# Anyone hunt north of Watford City?



## utahhunter (Jan 17, 2003)

Hi all,

Sounds like real mixed reports on the opener but everyone got their birds (and skunk  ). Good to hear! Me and a buddy will be coming out from UT at the end of the month for pheasant and sharptail.

I was wondering if anyone has hunted north of Watford City and if so how the conditions were and what kind of bird numbers they were seeing? I usually hunt from Crosby down to Watford City on PLOTS but would like to try some private land too.

Anyhow any reports from the NW corner would be greatly appreciated. One other question. As a thank you to any landowners who let us on, what do the landowners appreciate as tokens of appreciation? Especially from another state? Any tips from you landowners would be very helpful.
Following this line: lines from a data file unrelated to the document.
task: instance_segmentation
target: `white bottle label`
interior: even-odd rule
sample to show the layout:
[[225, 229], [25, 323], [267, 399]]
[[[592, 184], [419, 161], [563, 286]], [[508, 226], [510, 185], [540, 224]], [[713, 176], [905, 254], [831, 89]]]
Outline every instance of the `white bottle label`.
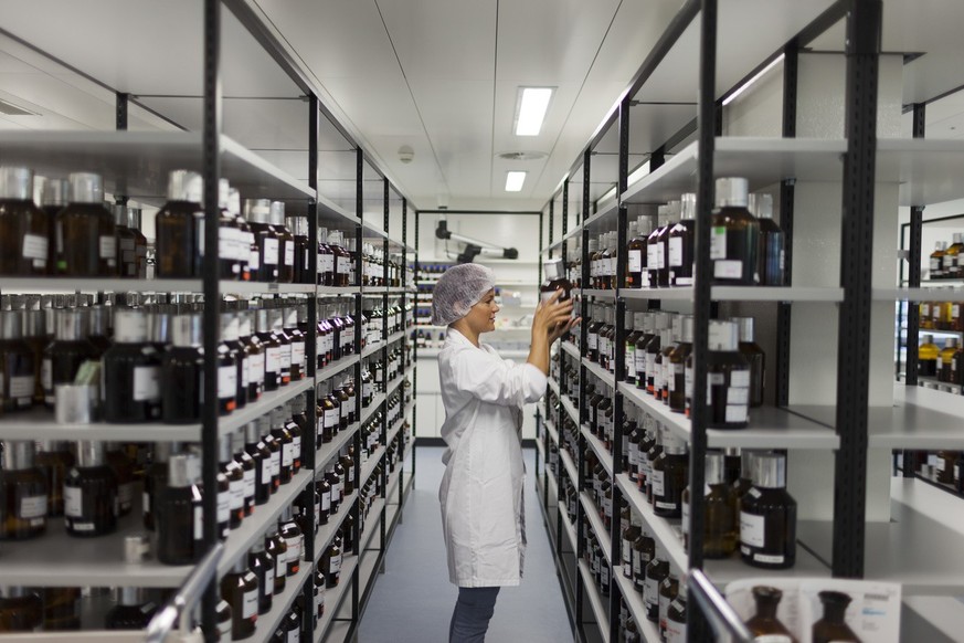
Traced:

Thank you all for the information that is shared on this board, and good luck as the season progresses.

Mike


----------



## Rick Acker (Sep 26, 2002)

I know that area got hit hard last week with the Blizzard! I'm sure it did make a dent in the population.


----------



## utahhunter (Jan 17, 2003)

Thanks Rick,

Looks like we'll be hunting more to the south and east this year. Appreciate the help!

Mike


----------



## strand (Sep 29, 2004)

They didn't get hit nearly as hard as the central and SW portions of the state.

There is good hunting to be had!


----------



## dieseldog (Aug 9, 2004)

The crosby area is not a good bet, few birds to start with and then the snow happened. I would stay south.


----------